Moderna’s COVID-19 Vaccine Receives Full FDA Approval


FDA is requiring postmarketing surveillance studies to further assess the risk of myocarditis and pericarditis from the vaccine, which is being sold under the brand name Spikevax.

Moderna’s COVID-19 vaccine, sold under the brand name Spikevax received full FDA approval for the prevention of COVID-19 in adults 18 years and older yesterday (Jan. 31).

It is the second COVID-19 to receive full approval. Pfizer-BioNTech’s vaccine was the first. It was approved in August 2021.

“While hundreds of millions of doses of Moderna COVID-19 vaccine have been administered to individuals under emergency use authorization (EUA), we understand that for some individuals, FDA approval of this vaccine may instill additional confidence in making the decision to get vaccinated,” said Janet Woodcock, M.D., acting FDA Commissioner in a press release.

“This is a momentous milestone in Moderna’s history as it is our first product to achieve licensure in the U.S.,” said Stéphane Bancel, Moderna’s CEO, said in a press release.

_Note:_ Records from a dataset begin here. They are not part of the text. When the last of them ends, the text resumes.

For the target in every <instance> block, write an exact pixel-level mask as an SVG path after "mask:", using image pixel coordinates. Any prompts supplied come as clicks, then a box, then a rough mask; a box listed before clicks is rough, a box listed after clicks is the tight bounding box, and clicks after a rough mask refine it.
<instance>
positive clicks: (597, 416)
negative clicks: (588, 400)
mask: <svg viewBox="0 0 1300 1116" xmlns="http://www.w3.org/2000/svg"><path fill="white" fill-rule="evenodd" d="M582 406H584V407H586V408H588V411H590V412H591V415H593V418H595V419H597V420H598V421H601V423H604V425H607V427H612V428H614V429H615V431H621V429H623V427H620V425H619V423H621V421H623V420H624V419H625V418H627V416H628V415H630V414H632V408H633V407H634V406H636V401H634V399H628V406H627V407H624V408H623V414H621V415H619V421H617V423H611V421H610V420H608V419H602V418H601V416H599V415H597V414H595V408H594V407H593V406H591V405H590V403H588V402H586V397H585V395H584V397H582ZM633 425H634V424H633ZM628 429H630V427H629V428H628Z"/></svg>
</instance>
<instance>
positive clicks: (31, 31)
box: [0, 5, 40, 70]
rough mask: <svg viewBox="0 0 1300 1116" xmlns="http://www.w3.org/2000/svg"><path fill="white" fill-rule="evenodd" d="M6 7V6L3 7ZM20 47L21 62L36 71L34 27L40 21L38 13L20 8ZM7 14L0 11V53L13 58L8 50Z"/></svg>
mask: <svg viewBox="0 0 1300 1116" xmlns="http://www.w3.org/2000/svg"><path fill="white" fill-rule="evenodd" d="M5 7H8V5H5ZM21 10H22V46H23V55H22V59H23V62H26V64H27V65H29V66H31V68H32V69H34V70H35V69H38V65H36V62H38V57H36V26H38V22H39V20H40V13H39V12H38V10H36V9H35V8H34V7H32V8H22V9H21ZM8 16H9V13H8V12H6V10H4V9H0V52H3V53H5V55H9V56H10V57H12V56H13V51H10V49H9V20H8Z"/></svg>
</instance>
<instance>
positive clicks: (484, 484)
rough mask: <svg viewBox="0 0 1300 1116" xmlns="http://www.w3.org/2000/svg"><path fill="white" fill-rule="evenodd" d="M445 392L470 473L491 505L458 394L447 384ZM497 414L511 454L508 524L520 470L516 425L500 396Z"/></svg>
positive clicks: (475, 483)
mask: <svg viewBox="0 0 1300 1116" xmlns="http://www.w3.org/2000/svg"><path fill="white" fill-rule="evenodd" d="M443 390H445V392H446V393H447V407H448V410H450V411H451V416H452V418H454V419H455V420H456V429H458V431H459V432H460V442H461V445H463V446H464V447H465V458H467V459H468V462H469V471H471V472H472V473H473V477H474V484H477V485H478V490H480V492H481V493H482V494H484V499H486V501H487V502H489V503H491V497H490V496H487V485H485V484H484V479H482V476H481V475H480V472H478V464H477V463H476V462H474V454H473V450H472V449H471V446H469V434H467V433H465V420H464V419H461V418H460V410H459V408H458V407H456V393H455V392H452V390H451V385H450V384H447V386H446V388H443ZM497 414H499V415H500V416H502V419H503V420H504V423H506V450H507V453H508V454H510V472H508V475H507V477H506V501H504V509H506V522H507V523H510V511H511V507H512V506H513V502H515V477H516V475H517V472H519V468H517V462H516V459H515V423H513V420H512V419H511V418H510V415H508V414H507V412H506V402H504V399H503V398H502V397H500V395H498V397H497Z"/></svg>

Moderna’s COVID-19 Vaccine has been available under EUA for individuals 18 years and older since December 2020. Approximately 204 million doses have been administered according to the latest CDC data.

Source: CDC

Source: CDC

Full approval was granted based on the FDA’s evaluation of safety and efficacy from the ongoing randomized, placebo-controlled Phase 3 COVE study, which included 14,287 patients in the vaccine group and 14,164 study participants in the placebo group. The study demonstrated that Spikevax was 93% effective in preventing COVID-19, with 55 cases occurring in the vaccine group and 744 cases in the placebo group. Additionally, the vaccine was 98% effective at preventing severe COVID-19 disease. The data used for the FDA analysis occurred prior to the omicron variant started to circulate.

The most common reported adverse effects were pain, redness, and swelling at the injection site, fatigue, headache, muscle or joint pain, chills, nausea/vomiting, fever, and swollen lymph nodes under the arm. The prescribing information discusses an increased risk of myocarditis and pericarditis following vaccination, especially seven days after the second vaccine dose in males 18-24 years. Therefore, the FDA is requiring postmarketing surveillance studies to further assess the risk of myocarditis and pericarditis with Spikevax.

Spikevax is administered as a two-dose series intramuscularly 28 days apart, which is considered the primary series. Individuals 18 years and older are eligible for a booster dose five months after completing the primary series based on CDC guidelines.

In a recent CDC study, the effectiveness of a third dose of Moderna and Pfizer-BioNTech vaccines were evaluated in patients who were immunocompetent and in individuals with immunocompromising conditions. The study showed that a third dose — a booster dose — increased vaccine efficacy against hospitalization among adults without and with immunocompromising conditions from 82% to 97% and from 69% to 88% respectively.